The purpose of this retrospective monocentric review was to evaluate the different techniques of stereotactic radiosurgery in the management of brain tumors from renal cell carcinoma (RCC).
From 2005 to 2015, 120 patients, with a total of 398 brain metastasis of RCC, were treated at least by stereotactic radiosurgery. Median age was 58 years (31–82). Median Karnofski performance status was 90 (50-100). One hundred ten tumors (92%) were clear cell carcinoma. Ninety-nine patients (82.5%) have undergone nephrectomy. The median time between the diagnosis of RCC and the first brain metastasis was 24 months (0-252).

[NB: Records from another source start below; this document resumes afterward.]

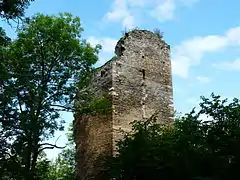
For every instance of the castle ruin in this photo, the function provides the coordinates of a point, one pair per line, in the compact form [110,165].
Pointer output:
[139,83]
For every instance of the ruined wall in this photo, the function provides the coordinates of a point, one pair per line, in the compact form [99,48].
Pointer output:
[139,84]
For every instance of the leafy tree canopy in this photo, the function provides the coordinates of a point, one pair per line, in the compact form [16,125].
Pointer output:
[43,68]
[192,149]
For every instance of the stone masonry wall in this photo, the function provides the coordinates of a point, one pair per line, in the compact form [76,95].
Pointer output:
[139,82]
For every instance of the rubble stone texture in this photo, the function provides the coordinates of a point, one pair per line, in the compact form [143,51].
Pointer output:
[139,83]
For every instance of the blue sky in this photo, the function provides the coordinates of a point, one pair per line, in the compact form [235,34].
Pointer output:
[204,37]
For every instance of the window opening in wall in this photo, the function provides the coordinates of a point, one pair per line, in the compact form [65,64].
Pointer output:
[102,73]
[143,73]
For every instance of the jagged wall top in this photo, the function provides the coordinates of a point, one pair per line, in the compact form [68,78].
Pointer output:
[143,36]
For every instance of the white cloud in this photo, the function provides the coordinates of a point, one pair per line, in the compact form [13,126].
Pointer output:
[203,79]
[229,65]
[190,52]
[128,10]
[121,12]
[164,11]
[108,46]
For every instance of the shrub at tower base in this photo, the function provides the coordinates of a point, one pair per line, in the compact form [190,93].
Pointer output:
[192,149]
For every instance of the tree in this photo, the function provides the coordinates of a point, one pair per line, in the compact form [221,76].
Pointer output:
[12,9]
[45,64]
[192,149]
[63,167]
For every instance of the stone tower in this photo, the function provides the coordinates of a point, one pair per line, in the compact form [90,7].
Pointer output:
[139,83]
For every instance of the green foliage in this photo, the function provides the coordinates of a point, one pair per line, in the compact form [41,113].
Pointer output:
[192,149]
[42,71]
[63,167]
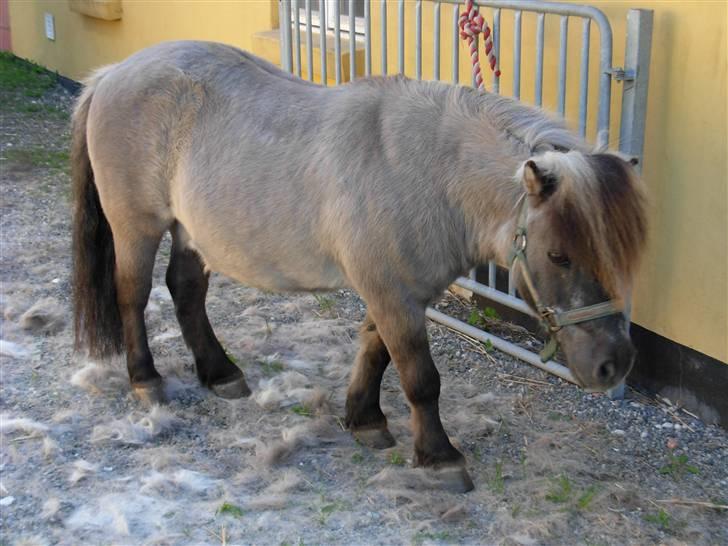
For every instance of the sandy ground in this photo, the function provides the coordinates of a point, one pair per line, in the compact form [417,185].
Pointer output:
[82,462]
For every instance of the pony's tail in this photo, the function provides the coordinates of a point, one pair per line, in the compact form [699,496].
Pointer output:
[97,322]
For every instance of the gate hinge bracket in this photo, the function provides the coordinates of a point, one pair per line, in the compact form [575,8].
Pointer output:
[620,74]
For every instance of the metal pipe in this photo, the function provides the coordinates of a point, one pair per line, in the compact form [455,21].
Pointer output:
[455,45]
[297,36]
[496,47]
[309,42]
[517,54]
[418,39]
[538,93]
[337,41]
[352,41]
[285,24]
[383,16]
[564,36]
[367,39]
[550,366]
[436,43]
[492,293]
[400,37]
[584,79]
[322,41]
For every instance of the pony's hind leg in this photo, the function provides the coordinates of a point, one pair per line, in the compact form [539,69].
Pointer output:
[134,265]
[364,416]
[188,282]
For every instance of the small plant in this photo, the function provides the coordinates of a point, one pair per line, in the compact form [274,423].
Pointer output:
[396,459]
[271,367]
[661,518]
[230,509]
[302,410]
[561,490]
[497,484]
[677,466]
[586,497]
[326,303]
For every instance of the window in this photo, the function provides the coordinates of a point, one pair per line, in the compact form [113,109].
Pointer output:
[330,19]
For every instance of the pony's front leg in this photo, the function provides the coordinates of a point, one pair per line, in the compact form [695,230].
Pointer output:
[364,416]
[403,331]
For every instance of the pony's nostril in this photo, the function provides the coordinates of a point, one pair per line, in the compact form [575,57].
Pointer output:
[606,371]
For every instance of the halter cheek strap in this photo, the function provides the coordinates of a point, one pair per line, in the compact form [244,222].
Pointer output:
[552,320]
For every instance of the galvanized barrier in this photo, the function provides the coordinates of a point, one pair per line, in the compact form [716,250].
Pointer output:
[633,75]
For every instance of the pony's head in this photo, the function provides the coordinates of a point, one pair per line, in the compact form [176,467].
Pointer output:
[583,229]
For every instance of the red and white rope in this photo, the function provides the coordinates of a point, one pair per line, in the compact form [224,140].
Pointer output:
[471,24]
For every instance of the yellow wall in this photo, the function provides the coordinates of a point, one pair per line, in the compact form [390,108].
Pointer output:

The median number of tumors per patient was 2 (1-46). The median diameter of the tumors was 13 mm (1-60). For the 120 patients, 222 procedures of treatment were recorded and 187 stereotactic irradiations were reviewed. Sixty-one patients (226 metastasis) were treated by Gamma Knife Surgery (GKS) and received a median dose on the 50% prescription isodose of 18 Gy (14-22). The minimal and maximal median dose was respectively 18.4 Gy (12.5-40.1) and 36 Gy (23.3-51.2). Sixty-three patients (136 metastasis) were treated by linear accelerator (photon 10 MV). The minimal (isodose 70%) and maximal (isocentre) median dose were respectively 16 Gy (9.8-25.8) and 20.3 Gy (15.3-33.74). The median disease-free survival time is 5.5 months (0-252). The median survival time between the first brain metastasis diagnosis and death is 13.5 months (0.5-147). The tumor growth control rates at 3, 6, 12 months are respectively 86%, 62%, 36%. Following the 187 stereotactic irradiations, 95 (51%) cerebral disease progressions are recorded, after a median time of 5 months (1-81); 81 progressions (85%) are due to new lesions and 25 (26%) due to local failures. Analyses of prognostic factors related to survival are still in progress.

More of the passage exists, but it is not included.